単なる「スポーツ青春小説」の範疇にとどまらないこの作品の魅力を、一言で語るのは困難です。
ぜひ実際読んで、感じて欲しいですね。
肉体と精神と氷の関係にここまで肉薄した小説は無いのではないでしょうか。
詩的な文体ですが、エンターテイメントとしても優れているため、次々読み進める事が出来ます。
そして章が変わるごとに様々な違った表情を見せる主人公刀麻の姿は、まるで光によって乱反射する氷のようで、読んだ人の心に鮮やかに記憶されるに違いありません。

★★★ Excellent!!!

これは、ただのスポーツ青春小説ではない。

フィギュアスケートとスピードスケート。氷の世界を舞台に繰り広げられる若者達の成長物語として、リアルで美しい表現が、読む物を先へ先へと導いていく。

でも、それだけではなくて‥‥‥

「+α」の核心部分はどこまでも奥深く、それはきっと筆者が、そして読者が探し求めていく物なのだろう。

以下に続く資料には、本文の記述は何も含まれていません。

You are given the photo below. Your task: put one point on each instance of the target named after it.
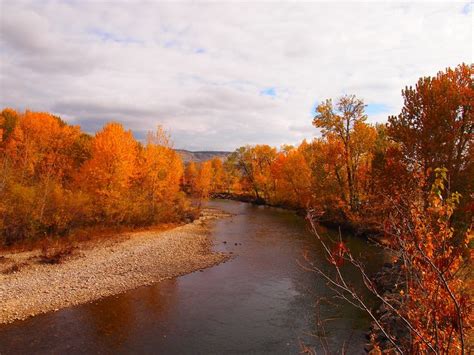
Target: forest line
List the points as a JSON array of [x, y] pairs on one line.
[[409, 179]]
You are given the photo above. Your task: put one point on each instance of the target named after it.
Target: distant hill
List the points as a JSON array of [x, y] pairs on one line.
[[189, 156]]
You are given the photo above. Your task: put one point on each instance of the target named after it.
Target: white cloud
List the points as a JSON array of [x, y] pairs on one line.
[[200, 68]]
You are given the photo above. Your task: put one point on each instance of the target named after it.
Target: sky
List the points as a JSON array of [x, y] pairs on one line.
[[219, 75]]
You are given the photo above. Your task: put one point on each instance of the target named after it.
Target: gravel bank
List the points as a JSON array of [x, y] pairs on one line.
[[106, 269]]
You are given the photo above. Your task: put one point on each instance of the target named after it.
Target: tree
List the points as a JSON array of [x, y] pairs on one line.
[[108, 174], [435, 126], [340, 120], [203, 181]]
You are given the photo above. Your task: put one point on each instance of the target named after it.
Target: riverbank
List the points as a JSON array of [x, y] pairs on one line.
[[332, 219], [31, 285]]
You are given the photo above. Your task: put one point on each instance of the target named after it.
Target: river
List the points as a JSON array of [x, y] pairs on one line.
[[260, 301]]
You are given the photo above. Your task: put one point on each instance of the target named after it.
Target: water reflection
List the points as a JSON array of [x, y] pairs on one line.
[[262, 301]]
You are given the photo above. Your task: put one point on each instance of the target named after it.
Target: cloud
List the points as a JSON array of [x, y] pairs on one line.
[[220, 75]]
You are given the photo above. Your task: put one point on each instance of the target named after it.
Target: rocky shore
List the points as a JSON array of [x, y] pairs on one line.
[[31, 286]]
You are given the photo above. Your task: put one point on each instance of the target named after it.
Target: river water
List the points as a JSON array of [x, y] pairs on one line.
[[261, 301]]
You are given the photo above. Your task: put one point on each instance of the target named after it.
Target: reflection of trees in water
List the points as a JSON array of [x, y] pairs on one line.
[[117, 320]]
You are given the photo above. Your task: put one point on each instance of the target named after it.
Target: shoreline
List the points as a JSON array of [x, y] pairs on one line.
[[145, 257]]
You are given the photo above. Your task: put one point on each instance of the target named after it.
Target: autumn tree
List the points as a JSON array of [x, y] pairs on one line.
[[217, 175], [293, 178], [341, 120], [158, 178], [37, 165], [202, 188], [108, 174], [435, 126]]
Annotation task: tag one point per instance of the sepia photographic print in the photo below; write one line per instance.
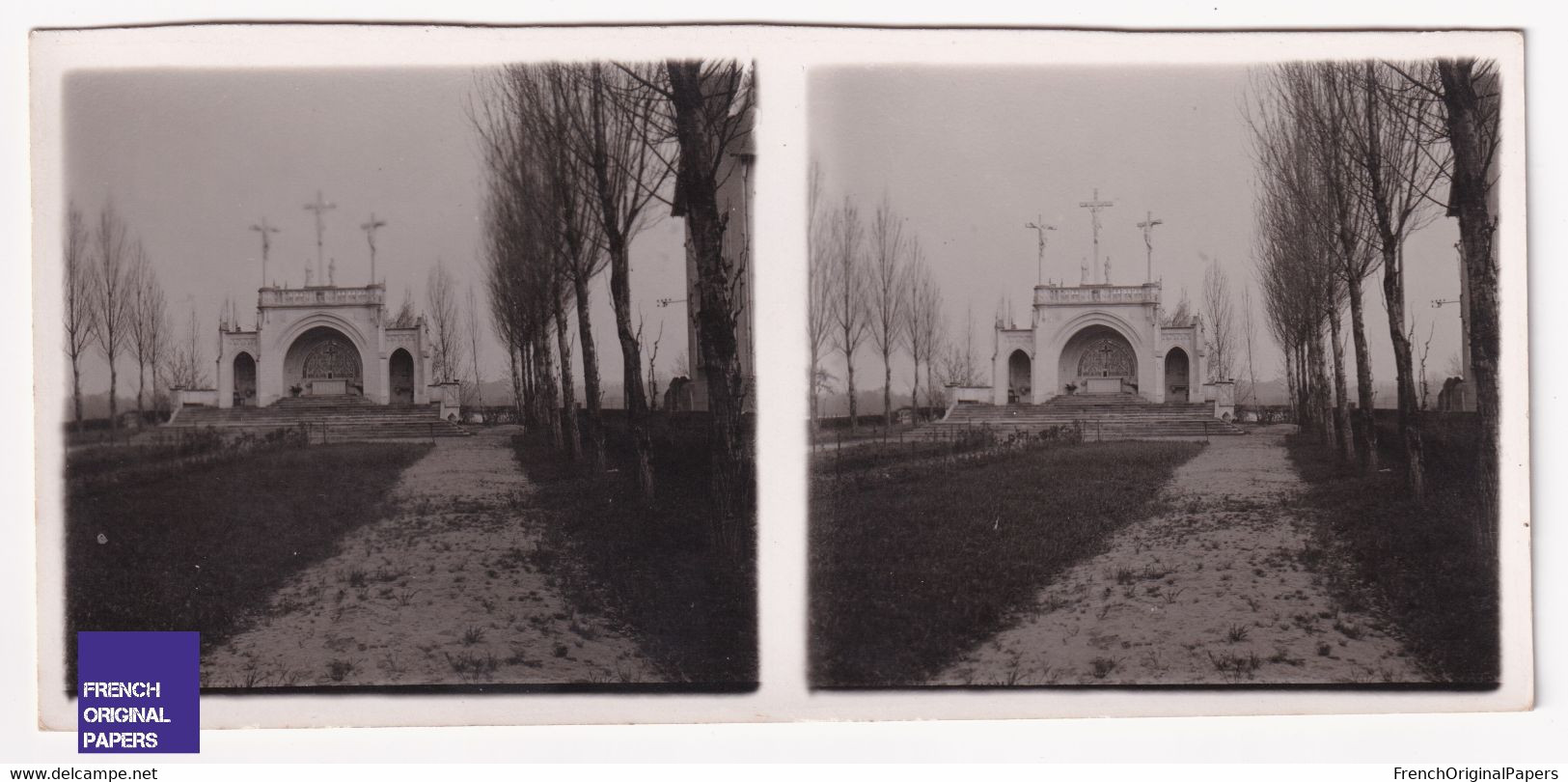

貴方には、こちらの世界で生きる事を決めた「刀麻」の姿が見えますか? 
どんな風に見え、何を感じますか?
とても危うくて消えてしまいそうな「刀麻」を、こちらの世界に留めておく事ができますか?
生まれ変わる事を恐れずに生きられますか? ‥‥‥そんな問いが聞こえてきそう。

「氷上のシヴァ」=「芝浦刀麻」とは、いったい何者なのだろう?

★★★ Excellent!!!

私は、この物語の最初から、最後まで、芝浦刀麻に関わる登場人物から語られる彼自身を追っていた、はずだった。

物語の終盤、まるで最初からいなかったかのように、彼は氷上のシヴァという世界から姿を消す。いや、確かにいたのだ。私も、この世界の住人も、彼の放つ金色の光を追っていたのだから。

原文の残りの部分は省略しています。